From: https://drive.google.com/u/0/uc?id=17EAb6wgORzbu3xYAIkATzUu-hCKiP6A0&export=download
To: /Users/jonas-mika/epfl/coursework/projects/ml-project-2-mlp/models/homepage2vec.zip
100%|██████████| 17.7M/17.7M [00:01<00:00, 11.5MB/s]


✅ (Down)loaded homepage2vec model (3.24s).
✅ Loaded homepage2vec model (0.00s).





In [5]:
# Demo: Crowdsourced data
crowdsourced_data = os.path.join(conf.DATA_PATH, "crowdsourced")
os.system(f"rm {crowdsourced_data}/*")

start = time.time()
labeled, categories = utils.load_crowdsourced_data(crowdsourced_data)

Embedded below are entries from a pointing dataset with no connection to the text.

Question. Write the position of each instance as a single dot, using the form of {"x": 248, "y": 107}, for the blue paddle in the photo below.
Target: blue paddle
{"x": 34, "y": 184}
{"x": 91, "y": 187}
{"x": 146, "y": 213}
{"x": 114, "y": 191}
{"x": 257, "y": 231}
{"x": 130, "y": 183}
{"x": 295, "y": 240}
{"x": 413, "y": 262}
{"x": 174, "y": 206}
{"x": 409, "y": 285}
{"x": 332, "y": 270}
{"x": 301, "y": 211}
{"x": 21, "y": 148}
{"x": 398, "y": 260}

print(f"\n✅ (Down)loaded crowdsourced data ({(time.time() - start):.2f}s).")

start = time.time()
labeled, categories = utils.load_crowdsourced_data(crowdsourced_data)

print(f"✅ Loaded crowdsourced data ({(time.time() - start):.2f}s).")

[INFO] (ml_project_2_mlp.utils._download_if_not_present) - /Users/jonas-mika/epfl/coursework/projects/ml-project-2-mlp/data/crowdsourced doesn't exist. Downloading from Google Drive...
Downloading...
From: https://drive.google.com/u/0/uc?id=1JUU2YyY9uX4kH7-yYzmB6r9gzVtBBrfz&export=download
To: /Users/jonas-mika/epfl/coursework/projects/ml-project-2-mlp/data/crowdsourced.zip
100%|██████████| 269k/269k [00:00<00:00, 5.69MB/s]


✅ (Down)loaded crowdsourced data (1.55s).
✅ Loaded crowdsourced data (0.02s).





In [7]:
# Demo: Curlie data (excludes raw HTML content)
curlie_path = os.path.join(conf.DATA_PATH, "curlie")
# os.remove(homepage2vec_path, recursive=True) # Don't remove yet

# start = time.time()
# curlie_data = utils.load_curlie_data(curlie_path)

# print(f"\n✅ (Down)loaded Curlie data ({(time.time() - start):.2f}s).")

start = time.time()
curlie_data = utils.load_curlie_data(curlie_path)

print(f"✅ Loaded Curlie data ({(time.time() - start):.2f}s).")

✅ Loaded Curlie data (4.05s).